The carotid artery is the artery in your neck that goes to your brain. “Patients who have narrowings in that artery have buildup of cholesterol plaque, the same kind of plaque that can lead to heart attacks,” Dr. Braet said. “That plaque can break off, and cause a stroke. The way that we think about these plaques in medicine is based on historical studies which suggest that the percentage of narrowing of the carotid artery is related to the risk of having a stroke. When I think about that from a biophysical and biomechanical standpoint, it doesn’t make sense. Not to discredit the studies that were previously done, this is what science has shown and we have helped a lot of people by thinking that way. But when you really boil it down to the biophysics of blood flow, that doesn’t make sense, because plaques rupture when the forces exerted on them exceed the strength of the tissue. We’re doing a computational modeling study by looking at the pressure differences, the velocity differences and the wall shear stress on carotid artery plaques to try to get a better understanding of the hemodynamic strains and stresses of the plaque and thus the risk of stroke. This could potentially lead to an entirely new way of looking at the way patients present with this particular issue. In a perfect world, 20 years from now, it would be great if the medical field could be using some of the things that we’re studying today. These kinds of engineering, imaging and modeling analyses, I think, will help us do a much better job with risk stratification that ultimately will determine whether to perform surgery or to watch a patient more conservatively.”

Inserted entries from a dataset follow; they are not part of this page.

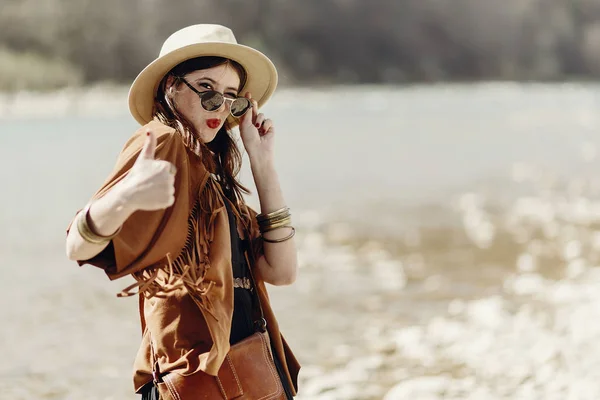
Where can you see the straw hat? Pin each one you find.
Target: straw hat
(196, 41)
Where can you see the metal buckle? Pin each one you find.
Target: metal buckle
(260, 325)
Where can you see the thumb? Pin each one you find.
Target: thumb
(149, 148)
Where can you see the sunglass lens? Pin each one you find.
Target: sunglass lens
(239, 106)
(211, 100)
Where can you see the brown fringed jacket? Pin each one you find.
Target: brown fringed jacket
(180, 258)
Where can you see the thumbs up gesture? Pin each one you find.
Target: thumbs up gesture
(150, 184)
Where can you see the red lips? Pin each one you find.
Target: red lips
(213, 123)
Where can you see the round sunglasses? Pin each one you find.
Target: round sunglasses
(211, 100)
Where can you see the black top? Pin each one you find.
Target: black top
(242, 324)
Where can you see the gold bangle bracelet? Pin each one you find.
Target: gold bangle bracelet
(288, 237)
(277, 225)
(274, 214)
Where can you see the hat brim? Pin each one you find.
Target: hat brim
(261, 75)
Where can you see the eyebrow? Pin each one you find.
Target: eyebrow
(216, 83)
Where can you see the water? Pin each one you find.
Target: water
(422, 212)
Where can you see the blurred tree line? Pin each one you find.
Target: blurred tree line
(311, 41)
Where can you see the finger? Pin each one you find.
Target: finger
(254, 106)
(149, 148)
(246, 119)
(254, 109)
(167, 166)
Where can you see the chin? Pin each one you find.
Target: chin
(208, 135)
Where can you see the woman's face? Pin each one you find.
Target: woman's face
(222, 78)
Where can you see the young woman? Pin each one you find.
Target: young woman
(172, 216)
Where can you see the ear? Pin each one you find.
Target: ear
(170, 86)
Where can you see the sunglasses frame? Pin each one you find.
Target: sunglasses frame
(225, 99)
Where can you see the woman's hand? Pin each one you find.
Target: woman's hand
(258, 135)
(150, 184)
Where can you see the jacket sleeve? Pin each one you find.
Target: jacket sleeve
(135, 247)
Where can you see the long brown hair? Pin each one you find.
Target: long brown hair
(221, 156)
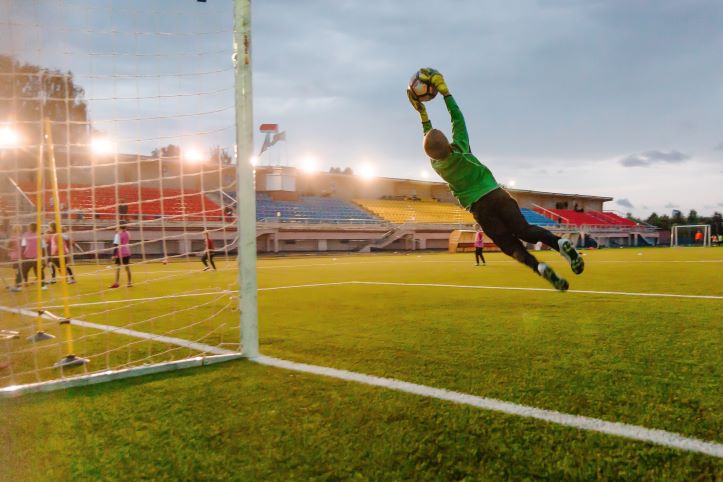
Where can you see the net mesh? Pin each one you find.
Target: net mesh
(116, 141)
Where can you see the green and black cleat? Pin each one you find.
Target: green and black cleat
(568, 251)
(547, 273)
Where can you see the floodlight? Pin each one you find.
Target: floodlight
(366, 171)
(309, 165)
(192, 155)
(102, 145)
(8, 137)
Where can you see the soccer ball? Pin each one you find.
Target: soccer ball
(422, 90)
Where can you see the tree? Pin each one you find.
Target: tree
(219, 155)
(29, 93)
(171, 151)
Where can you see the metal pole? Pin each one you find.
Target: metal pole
(245, 191)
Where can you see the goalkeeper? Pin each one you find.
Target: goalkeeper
(476, 189)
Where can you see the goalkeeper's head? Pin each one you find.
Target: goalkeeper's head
(436, 145)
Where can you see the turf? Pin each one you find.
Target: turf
(650, 361)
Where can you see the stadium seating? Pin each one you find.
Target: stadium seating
(586, 218)
(145, 202)
(311, 209)
(420, 212)
(535, 218)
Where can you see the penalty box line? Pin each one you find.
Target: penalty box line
(634, 432)
(201, 347)
(516, 288)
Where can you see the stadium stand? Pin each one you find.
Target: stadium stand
(420, 212)
(142, 202)
(586, 218)
(311, 209)
(536, 218)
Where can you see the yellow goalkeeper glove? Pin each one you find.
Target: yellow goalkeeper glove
(418, 106)
(435, 78)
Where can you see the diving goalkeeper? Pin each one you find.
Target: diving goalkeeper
(476, 189)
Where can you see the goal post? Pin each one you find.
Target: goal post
(690, 235)
(126, 143)
(246, 194)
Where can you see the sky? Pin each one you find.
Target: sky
(610, 98)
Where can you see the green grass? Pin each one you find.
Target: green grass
(649, 361)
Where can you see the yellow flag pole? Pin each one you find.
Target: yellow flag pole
(39, 334)
(70, 359)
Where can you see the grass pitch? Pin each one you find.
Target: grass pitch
(653, 361)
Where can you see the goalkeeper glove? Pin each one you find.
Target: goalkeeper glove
(418, 106)
(435, 78)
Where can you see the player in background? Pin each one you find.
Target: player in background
(476, 189)
(479, 244)
(54, 259)
(122, 254)
(208, 252)
(15, 254)
(30, 254)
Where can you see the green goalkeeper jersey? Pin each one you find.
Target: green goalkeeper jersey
(468, 178)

Dr. Braet noted that it is “refreshing” to learn to examine problems in a different way. ”In the big picture, if more surgeons and more doctors learned to look at challenges differently, we might be able to be more creative in the treatments that we can offer,” Dr. Braet said. The analysis of big data and the use of technological innovations are playing increasingly important roles in medicine, and Dr. Braet wants to understand how Engineering can assist the profession.

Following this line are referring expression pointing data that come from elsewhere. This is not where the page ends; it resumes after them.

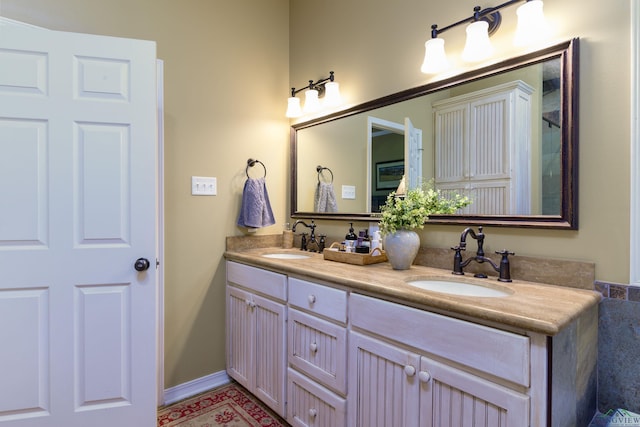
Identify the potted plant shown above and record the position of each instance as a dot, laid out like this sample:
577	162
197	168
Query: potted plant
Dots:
403	214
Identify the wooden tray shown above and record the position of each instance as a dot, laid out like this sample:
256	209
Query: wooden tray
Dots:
374	257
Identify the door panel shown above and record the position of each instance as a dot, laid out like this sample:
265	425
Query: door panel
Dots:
78	174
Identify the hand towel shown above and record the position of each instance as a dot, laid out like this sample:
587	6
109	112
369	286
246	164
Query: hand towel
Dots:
255	211
324	198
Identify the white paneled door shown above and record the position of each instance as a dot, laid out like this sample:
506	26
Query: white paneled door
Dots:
77	209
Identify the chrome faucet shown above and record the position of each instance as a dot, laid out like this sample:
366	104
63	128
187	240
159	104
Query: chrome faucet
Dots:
458	264
310	244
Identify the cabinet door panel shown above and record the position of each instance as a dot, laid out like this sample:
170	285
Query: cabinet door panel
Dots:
455	398
380	391
270	351
240	332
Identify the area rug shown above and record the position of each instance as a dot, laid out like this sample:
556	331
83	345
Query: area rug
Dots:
229	406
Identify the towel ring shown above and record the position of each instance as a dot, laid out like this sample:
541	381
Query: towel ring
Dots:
251	163
319	169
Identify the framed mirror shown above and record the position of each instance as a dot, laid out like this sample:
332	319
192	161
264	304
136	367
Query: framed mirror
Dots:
506	135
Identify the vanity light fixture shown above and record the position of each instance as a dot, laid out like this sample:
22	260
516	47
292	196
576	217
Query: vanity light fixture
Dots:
482	24
327	87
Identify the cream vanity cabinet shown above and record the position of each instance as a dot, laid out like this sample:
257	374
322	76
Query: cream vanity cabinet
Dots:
483	148
410	367
317	354
256	332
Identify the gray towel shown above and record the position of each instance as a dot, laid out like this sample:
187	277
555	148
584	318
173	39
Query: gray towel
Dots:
255	211
325	199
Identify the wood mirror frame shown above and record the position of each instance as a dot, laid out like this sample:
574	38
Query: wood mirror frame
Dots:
568	54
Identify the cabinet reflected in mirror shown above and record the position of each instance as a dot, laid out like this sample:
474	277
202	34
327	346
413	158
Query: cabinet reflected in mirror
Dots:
504	135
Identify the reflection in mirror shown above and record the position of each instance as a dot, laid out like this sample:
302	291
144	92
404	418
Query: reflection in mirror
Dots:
506	136
386	160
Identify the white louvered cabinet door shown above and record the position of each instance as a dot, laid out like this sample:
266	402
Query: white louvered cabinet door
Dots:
454	398
383	384
256	355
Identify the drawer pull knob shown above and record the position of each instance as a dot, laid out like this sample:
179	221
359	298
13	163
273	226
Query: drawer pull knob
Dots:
409	370
424	376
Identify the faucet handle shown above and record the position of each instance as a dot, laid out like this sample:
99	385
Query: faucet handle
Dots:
505	253
504	269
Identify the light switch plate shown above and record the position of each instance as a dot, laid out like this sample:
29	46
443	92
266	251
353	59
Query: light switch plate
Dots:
204	186
349	192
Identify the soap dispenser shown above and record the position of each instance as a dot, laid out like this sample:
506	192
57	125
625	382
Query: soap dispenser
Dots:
350	239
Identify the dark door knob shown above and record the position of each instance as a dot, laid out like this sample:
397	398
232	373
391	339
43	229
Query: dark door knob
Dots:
141	264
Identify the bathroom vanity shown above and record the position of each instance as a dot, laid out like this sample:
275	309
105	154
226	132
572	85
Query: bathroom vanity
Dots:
326	343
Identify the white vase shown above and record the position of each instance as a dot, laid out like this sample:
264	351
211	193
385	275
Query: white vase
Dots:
402	248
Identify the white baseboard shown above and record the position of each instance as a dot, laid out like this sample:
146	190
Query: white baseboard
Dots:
191	388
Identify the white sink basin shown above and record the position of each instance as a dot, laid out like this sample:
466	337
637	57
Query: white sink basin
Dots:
458	288
286	255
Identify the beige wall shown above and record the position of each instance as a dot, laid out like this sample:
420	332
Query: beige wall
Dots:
227	65
370	62
226	80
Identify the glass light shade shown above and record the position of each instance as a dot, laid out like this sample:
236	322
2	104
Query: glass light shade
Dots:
477	46
293	107
311	101
332	96
531	23
435	58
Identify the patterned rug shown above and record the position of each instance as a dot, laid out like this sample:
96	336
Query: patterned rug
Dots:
229	406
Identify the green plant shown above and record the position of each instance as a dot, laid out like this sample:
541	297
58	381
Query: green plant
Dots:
412	210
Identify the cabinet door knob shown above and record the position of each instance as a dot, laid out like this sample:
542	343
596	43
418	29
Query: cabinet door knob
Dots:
424	376
409	370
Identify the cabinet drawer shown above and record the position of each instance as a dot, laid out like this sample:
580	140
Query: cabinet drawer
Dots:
312	405
319	299
319	349
257	279
495	352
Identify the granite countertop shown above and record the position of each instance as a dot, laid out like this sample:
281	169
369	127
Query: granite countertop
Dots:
530	306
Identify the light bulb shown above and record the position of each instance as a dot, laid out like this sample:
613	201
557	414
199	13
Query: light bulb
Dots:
531	23
311	101
478	46
435	57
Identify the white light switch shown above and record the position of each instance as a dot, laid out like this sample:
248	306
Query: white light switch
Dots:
349	192
204	186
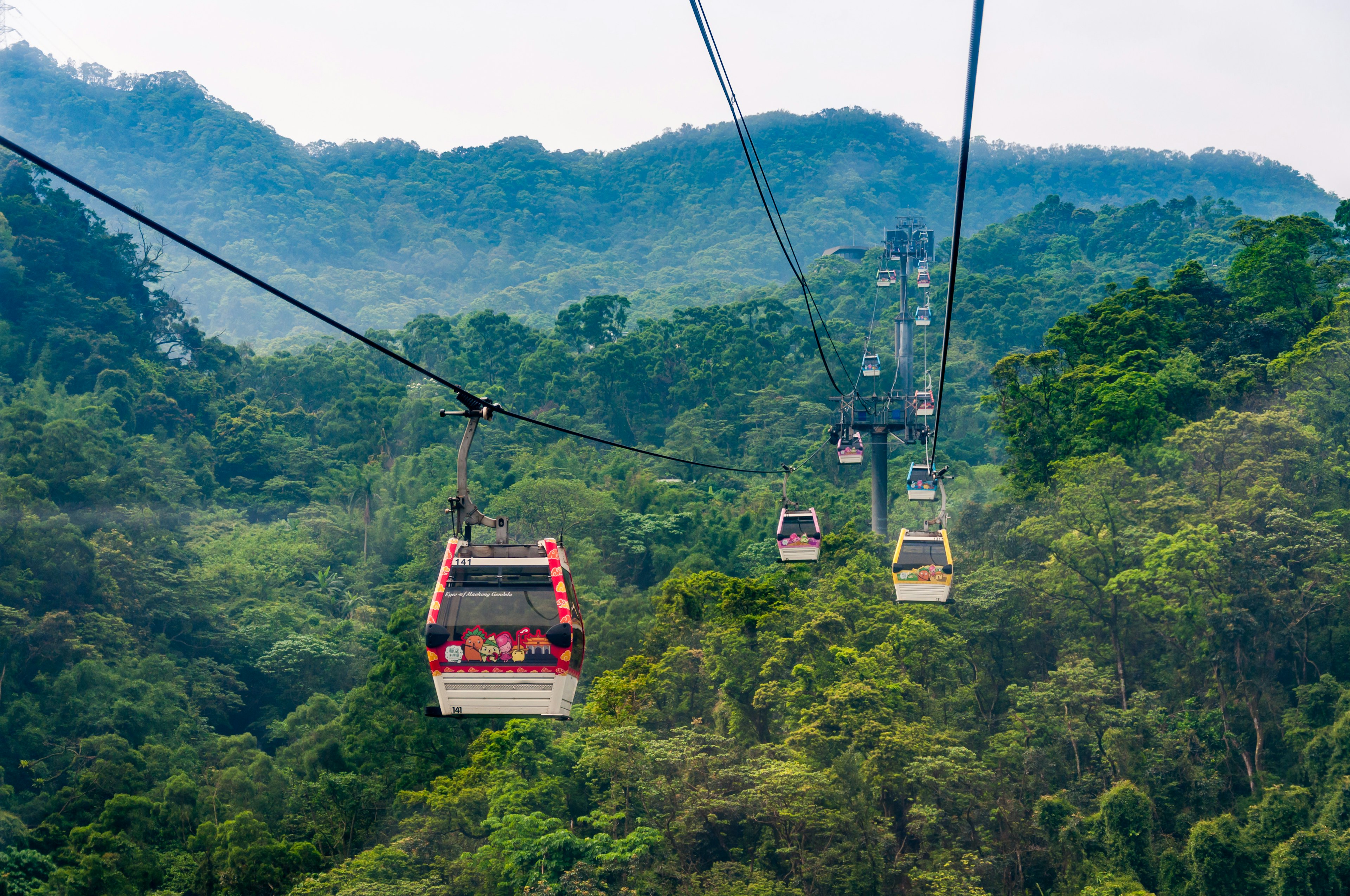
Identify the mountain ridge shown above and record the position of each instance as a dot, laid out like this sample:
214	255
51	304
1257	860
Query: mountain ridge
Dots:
382	231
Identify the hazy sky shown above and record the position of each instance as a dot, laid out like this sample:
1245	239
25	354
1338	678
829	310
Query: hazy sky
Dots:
1182	75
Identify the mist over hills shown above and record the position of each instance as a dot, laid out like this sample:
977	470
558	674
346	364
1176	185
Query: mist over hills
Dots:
381	231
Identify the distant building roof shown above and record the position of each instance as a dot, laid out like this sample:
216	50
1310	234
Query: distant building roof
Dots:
851	253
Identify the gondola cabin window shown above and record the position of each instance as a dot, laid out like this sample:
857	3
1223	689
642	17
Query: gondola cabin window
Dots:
501	620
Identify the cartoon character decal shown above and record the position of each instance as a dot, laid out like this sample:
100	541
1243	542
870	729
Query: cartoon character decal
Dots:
474	640
527	647
922	574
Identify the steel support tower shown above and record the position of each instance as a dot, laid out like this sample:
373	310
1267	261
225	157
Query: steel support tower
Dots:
892	412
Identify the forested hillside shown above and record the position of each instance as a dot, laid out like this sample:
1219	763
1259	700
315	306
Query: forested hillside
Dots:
380	233
214	567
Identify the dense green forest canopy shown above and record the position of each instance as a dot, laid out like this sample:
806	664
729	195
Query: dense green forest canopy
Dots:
380	233
214	566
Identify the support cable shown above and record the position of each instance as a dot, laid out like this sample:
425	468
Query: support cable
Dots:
751	157
972	63
739	117
465	397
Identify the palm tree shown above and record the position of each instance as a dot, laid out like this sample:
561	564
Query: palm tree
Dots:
364	489
329	583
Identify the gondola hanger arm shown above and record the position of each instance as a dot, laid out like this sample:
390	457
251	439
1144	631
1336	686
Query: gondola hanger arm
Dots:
461	505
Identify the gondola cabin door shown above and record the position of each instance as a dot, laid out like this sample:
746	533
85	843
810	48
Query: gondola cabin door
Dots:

Dr. Figueroa noted the value of this type of mentorship for the mentor as well as the mentee. “It’s interesting because someone like Drew has a very different background and very different ways of seeing a problem than someone from a traditional engineering background,” he said. “Everybody talks about translation and reaching out, and when you are in engineering, you want to have your tools applied, but it’s actually quite difficult to do because of how distant the training and the day-to-day professional thought processes these two groups have. In engineering, you typically say you want to talk to clinicians because at the end, they are your customers for developing a new device or a new diagnostic procedure. Eventually, they’re going to have to use it and understand it, right?”

The fact that the University of Michigan has a Biomedical Engineering Department that is jointly in both the Medical School and in the College of Engineering enhances these opportunities for collaboration. There are a lot of institutions out there where perhaps they have a biomedical engineering department, but they don’t have a medical school,” Dr. Figueroa said. “In those institutions, this understanding is much harder to achieve because the engineering folks are kind of isolated and they don’t have ready access to clinical peers.”

Dr. Figueroa added that the opportunity to serve as a mentor is a rewarding experience, professionally and personally. “To me, it’s important that when I one day finish my career, I will have contributed to training a small group of clinicians who have an engineering thought process,” he said.